In 1993, I taught a unit on The Adventures of Huckleberry Finn that turned out to be a bit flat. During class discussion one morning, I made reference to the fact that Huck had been banned in many schools and school districts because of its “racist overtones.” “Where had it been banned? Why had it been banned? How could Huck, of all the books we have read, have been banned?” my students asked, it seemed in unison. As I have come to learn, with help from Kathy Simon’s new book, Moral Questions in the Classroom, my mode for addressing a sensitive issue like racism, at that moment in my teaching career, was to talk abstractly about it and to wonder aloud why racist language might have been more commonplace in the 19th century. I behaved the way Simon’s research suggests most teachers behave when faced with difficult questions from my students: I controlled the discussion. Had Simon’s book been around at that time (and had critical friends’ groups existed), I might have been emboldened to respond to the students’ questions and bring to life the issues we know Twain wrestled with as he wrote the novel. Instead, I did what Simon found many of us do when faced with hard questions from the kids, I remembered that we had a lot to cover, and I moved us along.

Chris, an outspoken and wisecracking junior, wouldn’t let me proceed. He was both incensed and fascinated by the phenomenon of censorship. In fact, he was so agitated that he lingered at the end of class, as he had a tendency to do, and questioned me on my reading selections for the class. “Why not read only banned books?” he asked, “They must be worth reading.” My thin response invoked standards of literary quality (that begged the question of whose standards) and “coverage.” We had to read The Scarlet Letter and The Crucible, I argued to Chris, because they were critical to “appreciating” American Literature (not because they would awaken the students’ imaginations or their love of reading). These lessons are clearer eight years later, especially when considered in light of Simon’s provocative and fascinating book.

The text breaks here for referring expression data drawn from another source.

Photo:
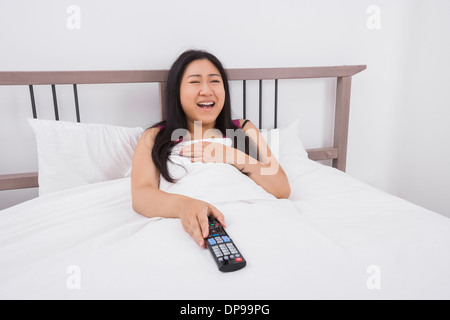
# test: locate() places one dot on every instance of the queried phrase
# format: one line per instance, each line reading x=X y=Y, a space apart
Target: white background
x=399 y=131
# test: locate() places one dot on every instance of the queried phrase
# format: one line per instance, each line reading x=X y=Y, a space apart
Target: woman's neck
x=198 y=129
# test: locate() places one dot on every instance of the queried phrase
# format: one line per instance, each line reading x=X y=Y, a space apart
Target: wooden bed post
x=341 y=120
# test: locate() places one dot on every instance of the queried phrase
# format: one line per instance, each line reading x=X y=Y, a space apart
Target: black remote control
x=227 y=256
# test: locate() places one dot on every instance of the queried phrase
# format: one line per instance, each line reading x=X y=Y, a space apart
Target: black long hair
x=174 y=117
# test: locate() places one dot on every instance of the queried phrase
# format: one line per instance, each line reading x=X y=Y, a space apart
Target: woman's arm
x=149 y=201
x=266 y=172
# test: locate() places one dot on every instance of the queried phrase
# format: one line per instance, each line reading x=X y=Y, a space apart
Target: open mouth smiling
x=206 y=104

Teaching well, as Simon reminds us, is tremendously difficult. Teaching controversial issues and moral questions well asks even more of a teacher. It asks us to know our subjects and topics from many different perspectives, and it asks us to be brave and open-minded. As Simon points out, to wrestle with moral essential questions means to embrace the Coalition’s second common principle, less-is-more, in a sophisticated and bold way; it means we must learn to practice pedagogical neutrality (not to be confused with moral relativism), and we must try to conceive of our respective disciplines as more than a set of plots, terms, dates, or characters. In reflecting on Dewey’s work, Simon writes, “Our aim in curriculum design must be to connect the record of humanity’s great inquiries to the curiosities of the child.”

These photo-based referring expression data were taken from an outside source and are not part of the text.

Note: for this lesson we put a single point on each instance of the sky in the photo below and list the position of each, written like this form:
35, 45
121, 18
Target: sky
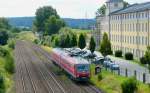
65, 8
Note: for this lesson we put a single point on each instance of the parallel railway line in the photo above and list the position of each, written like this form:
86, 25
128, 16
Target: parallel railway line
87, 88
35, 73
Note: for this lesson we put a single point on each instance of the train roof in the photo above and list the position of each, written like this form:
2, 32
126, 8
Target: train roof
73, 59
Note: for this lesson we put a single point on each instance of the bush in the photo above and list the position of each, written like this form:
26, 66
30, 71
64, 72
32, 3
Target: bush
3, 52
129, 86
11, 43
36, 41
118, 53
3, 37
129, 56
9, 64
2, 84
100, 77
143, 60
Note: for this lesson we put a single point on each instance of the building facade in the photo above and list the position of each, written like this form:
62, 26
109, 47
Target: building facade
128, 28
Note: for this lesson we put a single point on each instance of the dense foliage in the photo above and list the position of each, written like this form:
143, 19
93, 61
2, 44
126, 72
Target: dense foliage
42, 14
82, 41
105, 46
101, 10
129, 56
143, 60
72, 23
118, 53
129, 86
4, 23
92, 45
47, 21
53, 25
2, 84
67, 38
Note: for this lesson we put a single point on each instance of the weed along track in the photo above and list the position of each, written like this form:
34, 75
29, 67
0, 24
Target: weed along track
35, 73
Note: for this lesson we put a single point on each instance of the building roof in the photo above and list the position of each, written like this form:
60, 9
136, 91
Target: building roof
110, 1
133, 8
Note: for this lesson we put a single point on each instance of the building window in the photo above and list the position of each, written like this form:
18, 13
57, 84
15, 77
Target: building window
116, 5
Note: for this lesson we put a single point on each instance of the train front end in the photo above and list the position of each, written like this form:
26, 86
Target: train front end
82, 72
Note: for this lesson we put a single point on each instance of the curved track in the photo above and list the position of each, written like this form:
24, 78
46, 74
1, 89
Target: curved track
35, 73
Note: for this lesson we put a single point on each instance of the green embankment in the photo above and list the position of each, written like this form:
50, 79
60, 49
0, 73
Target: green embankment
8, 77
26, 35
111, 83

As a daily practitioner, I know that the lofty rhetoric of Dewey is hard to make real, but I also know how powerful a child’s curiosities can be. Chris was willing and eager to help me redesign my English class around questions of censorship and freedom of expression. Unfortunately, I was not ready to hear him. Simon knows that not all of us may be ready to hear her, and while her book identifies many of the obstacles to the kind of teaching and learning we all wish for, she spends the bulk of her time getting us into the classrooms and the minds of teachers and showing us how it might be different. If you want to jumpstart the way you think about your discipline, read it. If you are eager to see the “teachable moments” in your school differently, read it. And lastly, if you appreciate but aren’t sure what to do with the hard questions that come from our students, read it. Moral Questions in the Classroom will help you hear them better.

reviewed by Ted Graf
Ted Graf is the Assistant Head at Watkinson School in Hartford, Connecticut and President of the Coalition’s Executive Board. Katherine G. Simon is Director of Research and Professional Development at CES National.